Durst nach Veränderung

Dass Corona an manchen Stellen einen positiven Einfluss auf das Klima hat, ist aber kein Grund zum Feiern. Sich über eine Pandemie, an der Zehntausende sterben, zu freuen, ist für mich unvorstellbar und absolut falsch. Was mich in diesen Tagen aber besonders beschäftigt, ist die Arbeit der Politik. Kaum zu glauben, die Corona-Krise mobilisiert die Politik zu zeigen, dass sie doch handlungsfähig ist. Das hat die Klimakrise nicht geschafft. Auch wenn wir erwarten können, dass die Verfehlung der Klimaziele die Menschheit, den Planeten und all seine Ökosysteme viel mehr an den Rand der Existenz drängen wird. In einem Maß, das wir vorher noch nicht erfahren haben. Wir müssen jetzt handeln! Klar liegt viel Verantwortung bei der Politik. Doch was haben wir davon, wenn, wie in den letzten Jahren, nichts passiert?

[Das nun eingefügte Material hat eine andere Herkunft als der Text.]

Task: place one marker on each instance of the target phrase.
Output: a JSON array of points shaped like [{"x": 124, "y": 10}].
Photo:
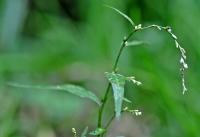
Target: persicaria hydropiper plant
[{"x": 117, "y": 81}]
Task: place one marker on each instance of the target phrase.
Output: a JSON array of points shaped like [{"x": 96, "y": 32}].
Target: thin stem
[
  {"x": 104, "y": 100},
  {"x": 137, "y": 28}
]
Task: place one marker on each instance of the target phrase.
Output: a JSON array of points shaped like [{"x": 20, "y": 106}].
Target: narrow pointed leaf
[
  {"x": 73, "y": 89},
  {"x": 117, "y": 81},
  {"x": 122, "y": 14},
  {"x": 127, "y": 100},
  {"x": 97, "y": 131},
  {"x": 134, "y": 43},
  {"x": 84, "y": 133}
]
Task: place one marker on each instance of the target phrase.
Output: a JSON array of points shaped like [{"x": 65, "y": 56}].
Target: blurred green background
[{"x": 75, "y": 41}]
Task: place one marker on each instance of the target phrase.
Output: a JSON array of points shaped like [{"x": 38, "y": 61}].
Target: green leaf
[
  {"x": 134, "y": 43},
  {"x": 73, "y": 89},
  {"x": 117, "y": 81},
  {"x": 121, "y": 13},
  {"x": 97, "y": 131},
  {"x": 84, "y": 133},
  {"x": 127, "y": 100}
]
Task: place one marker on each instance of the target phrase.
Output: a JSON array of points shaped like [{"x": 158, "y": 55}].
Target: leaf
[
  {"x": 98, "y": 131},
  {"x": 73, "y": 89},
  {"x": 84, "y": 132},
  {"x": 121, "y": 13},
  {"x": 118, "y": 82},
  {"x": 134, "y": 43},
  {"x": 127, "y": 100}
]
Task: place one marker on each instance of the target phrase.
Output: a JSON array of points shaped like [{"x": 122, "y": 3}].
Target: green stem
[{"x": 104, "y": 100}]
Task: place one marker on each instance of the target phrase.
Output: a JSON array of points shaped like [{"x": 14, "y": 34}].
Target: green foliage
[
  {"x": 98, "y": 131},
  {"x": 122, "y": 14},
  {"x": 118, "y": 82},
  {"x": 73, "y": 89},
  {"x": 84, "y": 133},
  {"x": 45, "y": 46}
]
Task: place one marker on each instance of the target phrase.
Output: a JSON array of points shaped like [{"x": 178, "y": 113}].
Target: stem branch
[{"x": 104, "y": 100}]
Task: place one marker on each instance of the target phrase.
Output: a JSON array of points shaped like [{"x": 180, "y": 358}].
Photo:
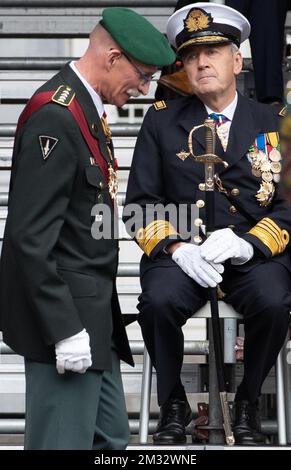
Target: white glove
[
  {"x": 188, "y": 257},
  {"x": 74, "y": 353},
  {"x": 224, "y": 244}
]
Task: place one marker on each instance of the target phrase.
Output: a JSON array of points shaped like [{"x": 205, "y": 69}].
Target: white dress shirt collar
[{"x": 228, "y": 111}]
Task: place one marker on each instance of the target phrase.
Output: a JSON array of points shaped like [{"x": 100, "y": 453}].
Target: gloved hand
[
  {"x": 224, "y": 244},
  {"x": 188, "y": 257},
  {"x": 74, "y": 353}
]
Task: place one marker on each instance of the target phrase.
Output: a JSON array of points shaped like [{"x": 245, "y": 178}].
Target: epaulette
[
  {"x": 160, "y": 105},
  {"x": 64, "y": 95},
  {"x": 283, "y": 111}
]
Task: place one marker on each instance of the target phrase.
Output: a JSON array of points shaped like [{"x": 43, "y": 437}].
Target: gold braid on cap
[
  {"x": 149, "y": 237},
  {"x": 268, "y": 232}
]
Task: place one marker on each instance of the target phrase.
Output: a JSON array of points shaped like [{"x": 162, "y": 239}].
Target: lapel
[
  {"x": 243, "y": 131},
  {"x": 84, "y": 99}
]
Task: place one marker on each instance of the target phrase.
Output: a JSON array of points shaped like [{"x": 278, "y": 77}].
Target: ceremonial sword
[{"x": 209, "y": 160}]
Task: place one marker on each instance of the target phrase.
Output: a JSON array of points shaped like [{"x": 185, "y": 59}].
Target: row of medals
[
  {"x": 113, "y": 180},
  {"x": 267, "y": 167}
]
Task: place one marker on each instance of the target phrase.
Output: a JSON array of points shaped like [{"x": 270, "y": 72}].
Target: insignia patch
[
  {"x": 183, "y": 155},
  {"x": 160, "y": 105},
  {"x": 47, "y": 144},
  {"x": 64, "y": 95},
  {"x": 283, "y": 111},
  {"x": 197, "y": 20}
]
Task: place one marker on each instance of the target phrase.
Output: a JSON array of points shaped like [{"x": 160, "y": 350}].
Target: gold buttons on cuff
[
  {"x": 94, "y": 128},
  {"x": 200, "y": 204},
  {"x": 235, "y": 192}
]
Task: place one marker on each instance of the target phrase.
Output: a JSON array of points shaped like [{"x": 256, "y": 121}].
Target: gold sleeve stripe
[
  {"x": 149, "y": 237},
  {"x": 271, "y": 235},
  {"x": 158, "y": 105}
]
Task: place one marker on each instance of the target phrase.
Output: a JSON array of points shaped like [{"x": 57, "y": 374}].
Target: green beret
[{"x": 137, "y": 36}]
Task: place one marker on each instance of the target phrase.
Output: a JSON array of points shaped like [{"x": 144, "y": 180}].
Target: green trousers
[{"x": 75, "y": 411}]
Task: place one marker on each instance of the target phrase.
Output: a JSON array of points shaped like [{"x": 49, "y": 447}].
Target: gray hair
[{"x": 234, "y": 48}]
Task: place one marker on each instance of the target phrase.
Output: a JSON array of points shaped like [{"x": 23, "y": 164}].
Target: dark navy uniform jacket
[{"x": 158, "y": 175}]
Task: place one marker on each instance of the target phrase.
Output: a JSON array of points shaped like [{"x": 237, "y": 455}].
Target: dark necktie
[{"x": 221, "y": 129}]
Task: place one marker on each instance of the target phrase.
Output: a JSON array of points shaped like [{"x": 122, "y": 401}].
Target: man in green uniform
[{"x": 59, "y": 307}]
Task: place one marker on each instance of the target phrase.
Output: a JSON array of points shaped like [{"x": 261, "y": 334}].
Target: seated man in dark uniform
[
  {"x": 58, "y": 303},
  {"x": 248, "y": 249}
]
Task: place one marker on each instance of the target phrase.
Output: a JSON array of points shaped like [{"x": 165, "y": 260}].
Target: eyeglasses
[{"x": 144, "y": 78}]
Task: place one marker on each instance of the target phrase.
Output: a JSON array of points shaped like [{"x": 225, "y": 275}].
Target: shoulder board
[
  {"x": 283, "y": 111},
  {"x": 158, "y": 105},
  {"x": 64, "y": 95}
]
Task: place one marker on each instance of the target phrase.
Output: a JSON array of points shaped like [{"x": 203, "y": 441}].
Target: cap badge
[{"x": 197, "y": 20}]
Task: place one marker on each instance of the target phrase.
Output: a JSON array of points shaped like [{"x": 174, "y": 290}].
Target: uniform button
[
  {"x": 200, "y": 204},
  {"x": 235, "y": 192},
  {"x": 198, "y": 222},
  {"x": 94, "y": 128}
]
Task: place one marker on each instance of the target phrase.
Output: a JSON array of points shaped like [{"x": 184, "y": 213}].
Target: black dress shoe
[
  {"x": 175, "y": 415},
  {"x": 246, "y": 424}
]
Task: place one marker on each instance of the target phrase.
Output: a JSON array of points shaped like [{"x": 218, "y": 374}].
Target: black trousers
[
  {"x": 267, "y": 19},
  {"x": 169, "y": 297}
]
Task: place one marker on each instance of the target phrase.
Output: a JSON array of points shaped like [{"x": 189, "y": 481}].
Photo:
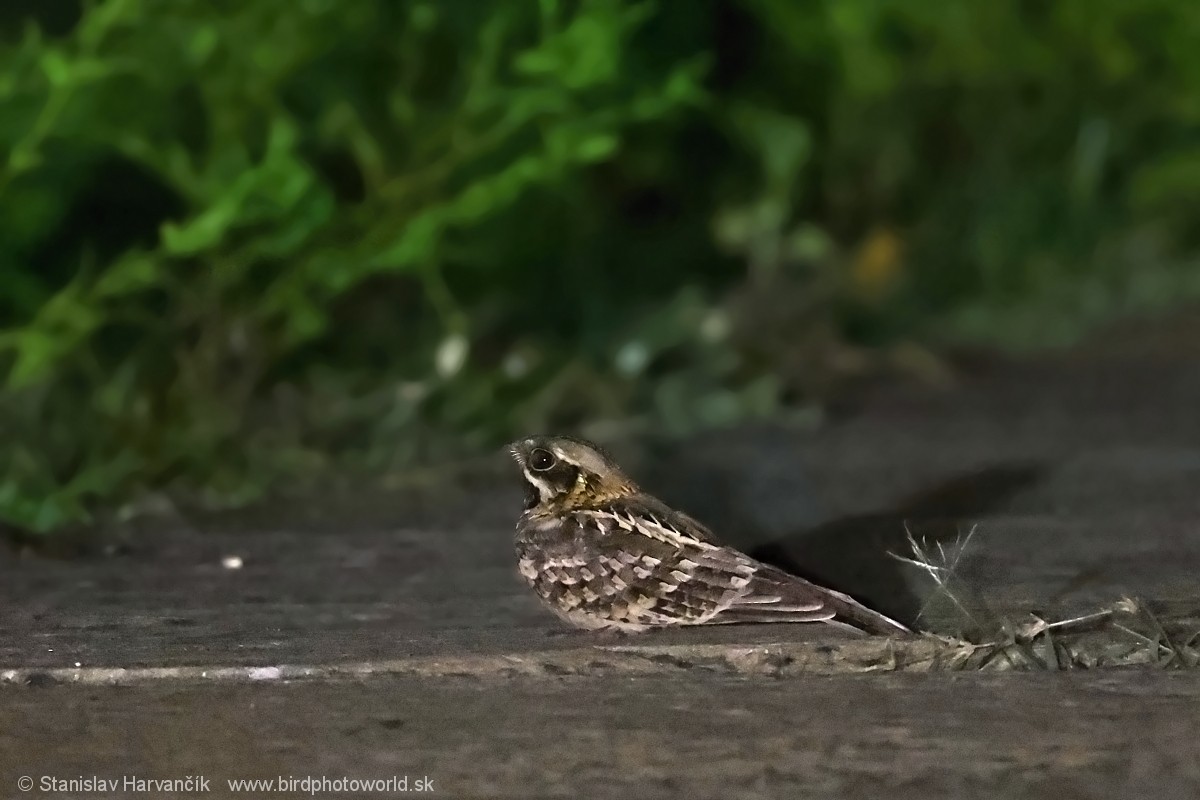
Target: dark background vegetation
[{"x": 244, "y": 241}]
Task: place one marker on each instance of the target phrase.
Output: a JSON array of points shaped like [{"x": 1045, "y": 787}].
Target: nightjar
[{"x": 604, "y": 554}]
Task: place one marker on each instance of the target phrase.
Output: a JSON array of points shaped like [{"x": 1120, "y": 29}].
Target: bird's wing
[{"x": 678, "y": 572}]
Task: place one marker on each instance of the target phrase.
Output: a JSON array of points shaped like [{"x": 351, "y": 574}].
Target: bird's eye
[{"x": 541, "y": 459}]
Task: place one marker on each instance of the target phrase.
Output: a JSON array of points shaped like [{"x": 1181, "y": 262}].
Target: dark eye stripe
[{"x": 541, "y": 459}]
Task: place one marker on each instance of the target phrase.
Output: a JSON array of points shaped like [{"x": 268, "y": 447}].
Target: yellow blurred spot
[{"x": 877, "y": 265}]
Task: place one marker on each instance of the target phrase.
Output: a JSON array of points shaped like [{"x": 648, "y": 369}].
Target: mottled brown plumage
[{"x": 604, "y": 554}]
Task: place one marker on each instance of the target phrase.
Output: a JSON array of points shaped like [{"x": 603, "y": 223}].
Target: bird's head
[{"x": 563, "y": 473}]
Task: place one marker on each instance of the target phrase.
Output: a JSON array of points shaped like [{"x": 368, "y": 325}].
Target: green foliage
[{"x": 237, "y": 239}]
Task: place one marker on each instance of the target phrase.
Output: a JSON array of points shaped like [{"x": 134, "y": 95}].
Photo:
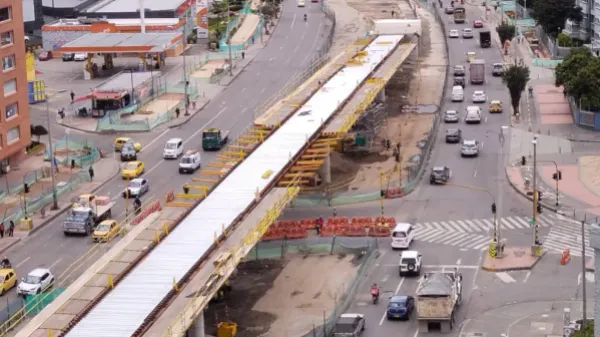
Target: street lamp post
[{"x": 52, "y": 161}]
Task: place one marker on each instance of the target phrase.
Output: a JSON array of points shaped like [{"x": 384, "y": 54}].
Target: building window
[
  {"x": 6, "y": 38},
  {"x": 10, "y": 86},
  {"x": 12, "y": 134},
  {"x": 8, "y": 62},
  {"x": 5, "y": 14},
  {"x": 11, "y": 110}
]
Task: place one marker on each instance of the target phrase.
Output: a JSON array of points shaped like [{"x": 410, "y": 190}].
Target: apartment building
[{"x": 14, "y": 111}]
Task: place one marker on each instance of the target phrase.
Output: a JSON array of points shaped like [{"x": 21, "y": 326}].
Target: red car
[{"x": 45, "y": 56}]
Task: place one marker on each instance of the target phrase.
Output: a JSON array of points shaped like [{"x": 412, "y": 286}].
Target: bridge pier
[
  {"x": 381, "y": 96},
  {"x": 197, "y": 330},
  {"x": 325, "y": 170}
]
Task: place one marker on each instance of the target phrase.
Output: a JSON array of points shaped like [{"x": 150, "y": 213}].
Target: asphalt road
[{"x": 291, "y": 48}]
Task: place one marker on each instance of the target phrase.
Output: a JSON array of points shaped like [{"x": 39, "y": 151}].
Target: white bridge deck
[{"x": 126, "y": 307}]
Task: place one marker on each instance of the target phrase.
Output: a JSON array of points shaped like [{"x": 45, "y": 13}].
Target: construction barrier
[{"x": 154, "y": 207}]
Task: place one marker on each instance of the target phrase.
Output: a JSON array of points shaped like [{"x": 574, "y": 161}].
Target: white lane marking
[
  {"x": 22, "y": 262},
  {"x": 395, "y": 293},
  {"x": 504, "y": 277},
  {"x": 293, "y": 21},
  {"x": 55, "y": 263}
]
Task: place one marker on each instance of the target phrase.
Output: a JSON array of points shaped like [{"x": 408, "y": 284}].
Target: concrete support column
[
  {"x": 197, "y": 330},
  {"x": 594, "y": 234},
  {"x": 381, "y": 96},
  {"x": 326, "y": 170}
]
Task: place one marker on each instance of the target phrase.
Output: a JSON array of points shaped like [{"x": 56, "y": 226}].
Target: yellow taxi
[
  {"x": 9, "y": 279},
  {"x": 495, "y": 106},
  {"x": 471, "y": 56},
  {"x": 106, "y": 231},
  {"x": 120, "y": 141},
  {"x": 84, "y": 200},
  {"x": 132, "y": 170}
]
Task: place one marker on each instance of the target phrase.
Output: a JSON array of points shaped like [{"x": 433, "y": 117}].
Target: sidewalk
[{"x": 105, "y": 169}]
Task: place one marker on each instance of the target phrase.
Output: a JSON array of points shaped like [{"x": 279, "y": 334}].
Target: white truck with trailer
[
  {"x": 83, "y": 218},
  {"x": 438, "y": 297}
]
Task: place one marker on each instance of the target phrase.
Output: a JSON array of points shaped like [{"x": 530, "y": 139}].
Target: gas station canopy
[{"x": 122, "y": 43}]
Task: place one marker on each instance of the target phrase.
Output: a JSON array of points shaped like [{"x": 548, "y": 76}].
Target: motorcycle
[{"x": 375, "y": 295}]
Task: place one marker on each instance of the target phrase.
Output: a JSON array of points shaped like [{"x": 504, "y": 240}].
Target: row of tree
[{"x": 579, "y": 74}]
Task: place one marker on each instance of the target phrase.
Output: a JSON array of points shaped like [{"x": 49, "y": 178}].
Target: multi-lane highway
[{"x": 293, "y": 45}]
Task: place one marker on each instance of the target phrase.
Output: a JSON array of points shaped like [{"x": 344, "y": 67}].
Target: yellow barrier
[
  {"x": 224, "y": 267},
  {"x": 16, "y": 318}
]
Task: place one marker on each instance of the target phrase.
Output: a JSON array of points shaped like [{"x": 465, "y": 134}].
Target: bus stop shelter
[{"x": 146, "y": 46}]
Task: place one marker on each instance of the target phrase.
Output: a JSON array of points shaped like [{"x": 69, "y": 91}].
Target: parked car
[{"x": 45, "y": 55}]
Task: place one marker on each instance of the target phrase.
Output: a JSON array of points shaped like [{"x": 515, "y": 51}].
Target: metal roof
[
  {"x": 126, "y": 80},
  {"x": 126, "y": 307},
  {"x": 128, "y": 6},
  {"x": 106, "y": 42}
]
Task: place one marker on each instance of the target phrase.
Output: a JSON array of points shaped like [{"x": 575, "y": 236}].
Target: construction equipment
[{"x": 214, "y": 139}]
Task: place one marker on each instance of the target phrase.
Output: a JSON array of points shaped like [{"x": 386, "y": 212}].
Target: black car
[
  {"x": 459, "y": 71},
  {"x": 439, "y": 175},
  {"x": 68, "y": 56},
  {"x": 459, "y": 81},
  {"x": 453, "y": 135}
]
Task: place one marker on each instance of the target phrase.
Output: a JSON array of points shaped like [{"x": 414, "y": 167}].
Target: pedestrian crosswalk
[
  {"x": 566, "y": 233},
  {"x": 472, "y": 233}
]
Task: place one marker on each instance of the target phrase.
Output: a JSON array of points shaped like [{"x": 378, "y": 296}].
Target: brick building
[{"x": 14, "y": 110}]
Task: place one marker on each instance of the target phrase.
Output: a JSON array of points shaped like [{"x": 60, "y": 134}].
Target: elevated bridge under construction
[{"x": 159, "y": 278}]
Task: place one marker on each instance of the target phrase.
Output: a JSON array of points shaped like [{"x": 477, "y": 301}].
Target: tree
[
  {"x": 552, "y": 14},
  {"x": 38, "y": 130},
  {"x": 505, "y": 32},
  {"x": 515, "y": 78}
]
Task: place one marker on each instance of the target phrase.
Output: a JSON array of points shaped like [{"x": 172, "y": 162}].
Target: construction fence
[{"x": 364, "y": 248}]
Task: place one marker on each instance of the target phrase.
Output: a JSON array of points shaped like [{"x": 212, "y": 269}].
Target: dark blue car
[{"x": 400, "y": 307}]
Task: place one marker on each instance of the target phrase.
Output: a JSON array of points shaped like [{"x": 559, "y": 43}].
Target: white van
[
  {"x": 402, "y": 235},
  {"x": 458, "y": 93},
  {"x": 173, "y": 148},
  {"x": 190, "y": 162},
  {"x": 473, "y": 114}
]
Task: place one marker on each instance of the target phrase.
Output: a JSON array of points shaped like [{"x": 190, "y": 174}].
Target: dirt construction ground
[
  {"x": 424, "y": 69},
  {"x": 274, "y": 298}
]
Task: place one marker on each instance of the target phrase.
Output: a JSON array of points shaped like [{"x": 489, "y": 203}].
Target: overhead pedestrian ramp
[{"x": 203, "y": 249}]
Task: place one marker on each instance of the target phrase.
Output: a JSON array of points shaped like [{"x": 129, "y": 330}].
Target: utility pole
[
  {"x": 535, "y": 192},
  {"x": 583, "y": 281},
  {"x": 229, "y": 40},
  {"x": 52, "y": 160}
]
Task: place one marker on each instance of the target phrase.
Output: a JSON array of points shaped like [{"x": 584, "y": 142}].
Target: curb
[
  {"x": 530, "y": 267},
  {"x": 544, "y": 205},
  {"x": 186, "y": 119},
  {"x": 54, "y": 216}
]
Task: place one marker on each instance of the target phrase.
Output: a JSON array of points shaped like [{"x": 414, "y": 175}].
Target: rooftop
[
  {"x": 124, "y": 81},
  {"x": 122, "y": 42},
  {"x": 128, "y": 6}
]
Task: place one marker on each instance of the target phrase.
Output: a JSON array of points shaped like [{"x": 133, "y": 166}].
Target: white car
[
  {"x": 479, "y": 97},
  {"x": 136, "y": 188},
  {"x": 467, "y": 33},
  {"x": 37, "y": 281},
  {"x": 80, "y": 56},
  {"x": 410, "y": 263},
  {"x": 470, "y": 148}
]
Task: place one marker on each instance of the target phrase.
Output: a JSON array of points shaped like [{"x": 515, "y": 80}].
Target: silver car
[
  {"x": 470, "y": 148},
  {"x": 451, "y": 116},
  {"x": 136, "y": 188}
]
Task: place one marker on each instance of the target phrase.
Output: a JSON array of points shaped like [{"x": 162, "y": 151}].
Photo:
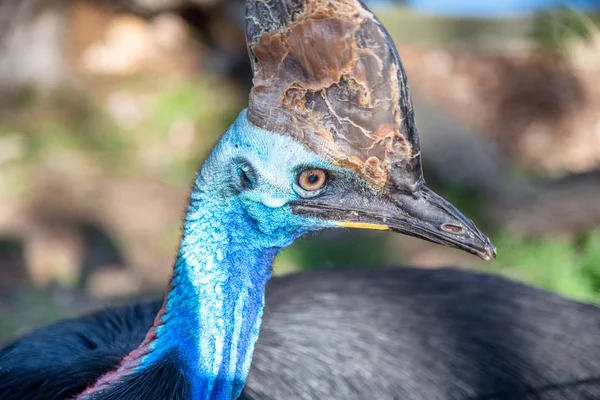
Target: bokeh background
[{"x": 107, "y": 109}]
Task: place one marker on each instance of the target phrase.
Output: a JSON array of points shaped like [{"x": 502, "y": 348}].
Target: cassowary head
[{"x": 329, "y": 138}]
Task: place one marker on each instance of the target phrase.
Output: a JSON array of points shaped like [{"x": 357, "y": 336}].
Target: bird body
[
  {"x": 328, "y": 141},
  {"x": 403, "y": 333}
]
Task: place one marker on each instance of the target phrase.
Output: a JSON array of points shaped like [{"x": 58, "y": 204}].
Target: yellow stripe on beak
[{"x": 364, "y": 225}]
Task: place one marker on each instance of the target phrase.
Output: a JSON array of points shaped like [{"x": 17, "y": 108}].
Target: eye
[
  {"x": 246, "y": 175},
  {"x": 245, "y": 180},
  {"x": 312, "y": 179}
]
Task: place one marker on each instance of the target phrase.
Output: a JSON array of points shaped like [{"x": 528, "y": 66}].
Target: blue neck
[{"x": 215, "y": 303}]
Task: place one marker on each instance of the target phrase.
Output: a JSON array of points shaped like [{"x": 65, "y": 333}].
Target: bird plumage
[
  {"x": 270, "y": 180},
  {"x": 387, "y": 334}
]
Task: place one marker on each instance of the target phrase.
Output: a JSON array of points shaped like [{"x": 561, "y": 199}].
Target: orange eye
[{"x": 312, "y": 179}]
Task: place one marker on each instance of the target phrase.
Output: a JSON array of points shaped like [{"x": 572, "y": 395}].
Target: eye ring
[{"x": 312, "y": 179}]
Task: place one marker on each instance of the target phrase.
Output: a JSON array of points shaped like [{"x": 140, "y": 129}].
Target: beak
[{"x": 422, "y": 214}]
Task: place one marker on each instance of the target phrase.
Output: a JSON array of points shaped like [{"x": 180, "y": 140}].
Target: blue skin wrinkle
[{"x": 230, "y": 238}]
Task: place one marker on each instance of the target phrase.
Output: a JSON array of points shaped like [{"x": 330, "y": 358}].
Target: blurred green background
[{"x": 107, "y": 109}]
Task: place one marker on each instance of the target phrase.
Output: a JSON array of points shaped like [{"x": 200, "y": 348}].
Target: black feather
[
  {"x": 406, "y": 334},
  {"x": 163, "y": 380}
]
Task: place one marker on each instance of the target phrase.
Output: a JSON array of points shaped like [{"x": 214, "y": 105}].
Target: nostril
[{"x": 452, "y": 228}]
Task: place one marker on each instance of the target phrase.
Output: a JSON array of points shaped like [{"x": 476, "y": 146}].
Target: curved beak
[{"x": 422, "y": 214}]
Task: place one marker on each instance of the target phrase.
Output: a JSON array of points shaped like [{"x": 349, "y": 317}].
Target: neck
[
  {"x": 213, "y": 310},
  {"x": 211, "y": 316}
]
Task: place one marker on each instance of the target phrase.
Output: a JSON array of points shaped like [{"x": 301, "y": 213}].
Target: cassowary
[{"x": 328, "y": 141}]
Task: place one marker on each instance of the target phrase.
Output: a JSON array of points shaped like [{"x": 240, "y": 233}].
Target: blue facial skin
[{"x": 237, "y": 222}]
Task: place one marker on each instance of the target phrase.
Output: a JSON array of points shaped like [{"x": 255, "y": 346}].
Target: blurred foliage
[
  {"x": 559, "y": 28},
  {"x": 568, "y": 266}
]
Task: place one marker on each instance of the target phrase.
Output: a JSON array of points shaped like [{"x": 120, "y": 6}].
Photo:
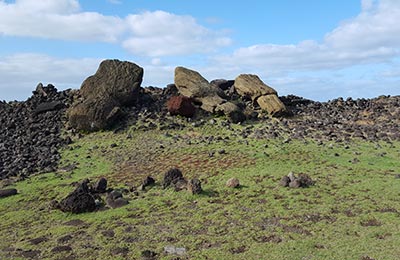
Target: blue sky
[{"x": 312, "y": 48}]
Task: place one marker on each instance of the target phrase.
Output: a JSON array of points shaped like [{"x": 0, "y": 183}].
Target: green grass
[{"x": 351, "y": 212}]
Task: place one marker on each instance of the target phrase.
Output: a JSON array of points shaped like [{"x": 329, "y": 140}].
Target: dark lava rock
[
  {"x": 148, "y": 181},
  {"x": 305, "y": 180},
  {"x": 222, "y": 83},
  {"x": 194, "y": 186},
  {"x": 49, "y": 106},
  {"x": 7, "y": 192},
  {"x": 100, "y": 186},
  {"x": 148, "y": 255},
  {"x": 116, "y": 84},
  {"x": 78, "y": 201},
  {"x": 233, "y": 183},
  {"x": 59, "y": 249},
  {"x": 115, "y": 199},
  {"x": 284, "y": 182},
  {"x": 302, "y": 180},
  {"x": 172, "y": 177},
  {"x": 181, "y": 105},
  {"x": 30, "y": 133}
]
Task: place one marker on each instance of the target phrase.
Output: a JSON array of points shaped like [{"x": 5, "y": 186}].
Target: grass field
[{"x": 352, "y": 212}]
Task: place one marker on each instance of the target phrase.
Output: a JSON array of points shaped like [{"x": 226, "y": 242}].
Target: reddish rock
[{"x": 181, "y": 105}]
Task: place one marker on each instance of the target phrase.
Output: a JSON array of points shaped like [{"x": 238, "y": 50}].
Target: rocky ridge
[{"x": 32, "y": 130}]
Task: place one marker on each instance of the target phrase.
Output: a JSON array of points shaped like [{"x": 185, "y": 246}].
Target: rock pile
[
  {"x": 341, "y": 120},
  {"x": 191, "y": 84},
  {"x": 30, "y": 133},
  {"x": 115, "y": 85},
  {"x": 87, "y": 198},
  {"x": 252, "y": 87}
]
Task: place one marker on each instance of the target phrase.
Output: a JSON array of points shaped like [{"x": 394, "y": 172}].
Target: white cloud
[
  {"x": 161, "y": 33},
  {"x": 152, "y": 34},
  {"x": 115, "y": 2},
  {"x": 57, "y": 19},
  {"x": 371, "y": 37},
  {"x": 19, "y": 73}
]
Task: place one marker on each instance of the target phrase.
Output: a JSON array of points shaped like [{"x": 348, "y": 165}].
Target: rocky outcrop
[
  {"x": 30, "y": 134},
  {"x": 191, "y": 84},
  {"x": 116, "y": 84},
  {"x": 252, "y": 87},
  {"x": 79, "y": 201},
  {"x": 8, "y": 192},
  {"x": 181, "y": 105}
]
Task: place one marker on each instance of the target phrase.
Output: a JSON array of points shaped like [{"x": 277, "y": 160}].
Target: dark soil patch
[
  {"x": 59, "y": 249},
  {"x": 75, "y": 223},
  {"x": 30, "y": 254},
  {"x": 238, "y": 250},
  {"x": 269, "y": 239},
  {"x": 120, "y": 251},
  {"x": 108, "y": 233},
  {"x": 64, "y": 239},
  {"x": 373, "y": 222},
  {"x": 38, "y": 240}
]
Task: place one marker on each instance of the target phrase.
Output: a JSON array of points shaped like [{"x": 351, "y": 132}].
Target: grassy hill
[{"x": 352, "y": 212}]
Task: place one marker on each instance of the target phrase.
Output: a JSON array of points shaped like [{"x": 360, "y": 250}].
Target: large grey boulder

Wir können die Politiker*innen, Wirtschaftslobbyist*innen und andere Entscheidungsträger*innen anprangern und verurteilen, dass sie nichts getan haben. Das wird aber nichts an den Umständen, die uns umgeben, ändern. Es ist Zeit, selber Verantwortung für diese Gesellschaft zu übernehmen. An dieser Stelle müssen wir aufhören zu sagen: „Aber ich als einzelner Mensch kann doch nichts verändern.“ – Stimmt! Doch wer sagt, dass irgendjemand allein steht? Wir arbeiten doch an den gleichen Problemen und jeglicher Fortschritt beruht doch auf der Zusammenarbeit und Kooperation von vielen Individuen. Im Kapitalismus kämpft jede*r für sich allein und wir zermürben an Konkurrenz und Ausbeutung. Lasst uns anfangen, uns selbst als Teil eines großen Prozesses zu sehen. Ab diesem Punkt sind wir nicht mehr auf uns allein gestellt, wir können gemeinsam demonstrieren, bewegen und unsere gesellschaftliche und ökologische Verantwortung wahrnehmen. Jeder für sich, doch auch alle zusammen. Corona zeigt, dass wir es können, in vielen Städten ist die Hilfsbereitschaft für Menschen in akuter Not, wie zum Beispiel Obdachlosen, sehr gestiegen. Uns fällt auf wie wichtig die Kassierer*innen, Krankenpfleger*innen, usw. sind und wir sehen die Natur und Umwelt mit anderen Augen. Wir sehen was möglich ist und was noch getan werden muss.

 

Für mich sind Utopien nicht da, um nur in den Köpfen der Menschen, zu existieren, sie müssen gemeinsam erkämpft werden!